Our next reserved tasting was the following day at Opus One Winery located in Oakville. Opus One is what I call a Cadillac label wine and is a name-dropping wine due to its price and cache.  Opus One is by appointment only – a basic tasting is $45 per glass and they only offer tastings of two vintages.  They have no wine club so forget about any discounts. We did a full winery tour that was $75 per person and included a tasting of a non-vintage blend and a glass of their 2013 Opus One.  The tour lasted about one hour.  Our tour guide started by taking us into their private lounge area that was reminscent of a French chateau living room with huge fireplace and paintings and gave us a small tasting of a blend with no vintage as it mixed several different vintages together.  She explained the history of Opus One which started in the late 1970’s and was a collaboration between Robert Mondavi and the famous French wine-making family – the Rothschilds.  Their sole purpose was to make a powerhouse Bordeaux style blend wine in California.  Opus One only makes one wine a year – their name label and that’s it. They plant 170 acres for this one wine and nothing else.

View from Opus One Winery
Opus One vineyards

After our initial discussion in the lounge, we received a tour of the production facility, the fermentation tank room and then the barrel room, where we heard all about how they make their wine and their aging process.  Frankly, I was surprised to learn that they do a secondary fermentation in the barrel and let it then barrel age for 18 months in all new French Oak with constant top-ups as the wine leaches into the barrel and also evaporates.  After that, they remove the wine from the barrel, rinse out the sediment and then return the wine to the same barrel for another 18 months of aging before finally bottling it.  Based on that alone, I knew I wasn’t going to be a huge fan of the wine and I was right.  It was way too bold, heavy, oaky, spicy and leathery for my taste.

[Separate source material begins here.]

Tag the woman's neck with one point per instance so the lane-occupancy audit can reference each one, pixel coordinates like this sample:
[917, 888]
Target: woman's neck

I think of it as a 1980’s style of wine making – it’s excessive in my opinion.  I know it’s a very expensive wine but if you don’t like it, you don’t like it and I won’t pretend that I think something is amazing if it’s not my thing.  However, the tour of the production facility and barrel room was very interesting and the winery itself is gorgeous – they spared no expense.

Fermentation tanks at Opus One
Barrel Room at Opus One – all new French Oak barrels that only get used once

We also did two walk-in tastings during our short stay in the valley.  We stopped into Rutherford Hills Winery, which did not impress me.  I found their wines to be very blah (and I upgraded to the premium tasting at $40) and the wine pourer couldn’t answer many of my questions regarding their wine making process and aging process.  He was very nice but pretty clueless.  Our last day we swung into Silver Oak after we finished at Opus One and I really enjoyed their tasting, which consisted of 3 different red wines – 2 cabernet blends and one 100% cabernet. I found all 3 wines to be delicious and well balanced.  Definitely a stop worth making at Silver Oak which also has a beautiful facility resembling a European style castle.

View of vineyards in the valley

When you visit Napa, be sure to check the online information of any individual wineries you want to visit to confirm whether or not you need an appointment.  My recommendation would be to set up one or two appointments as the private tastings are great experiences but you don’t want to over schedule yourself and feel like you’re rushing from winery to winery.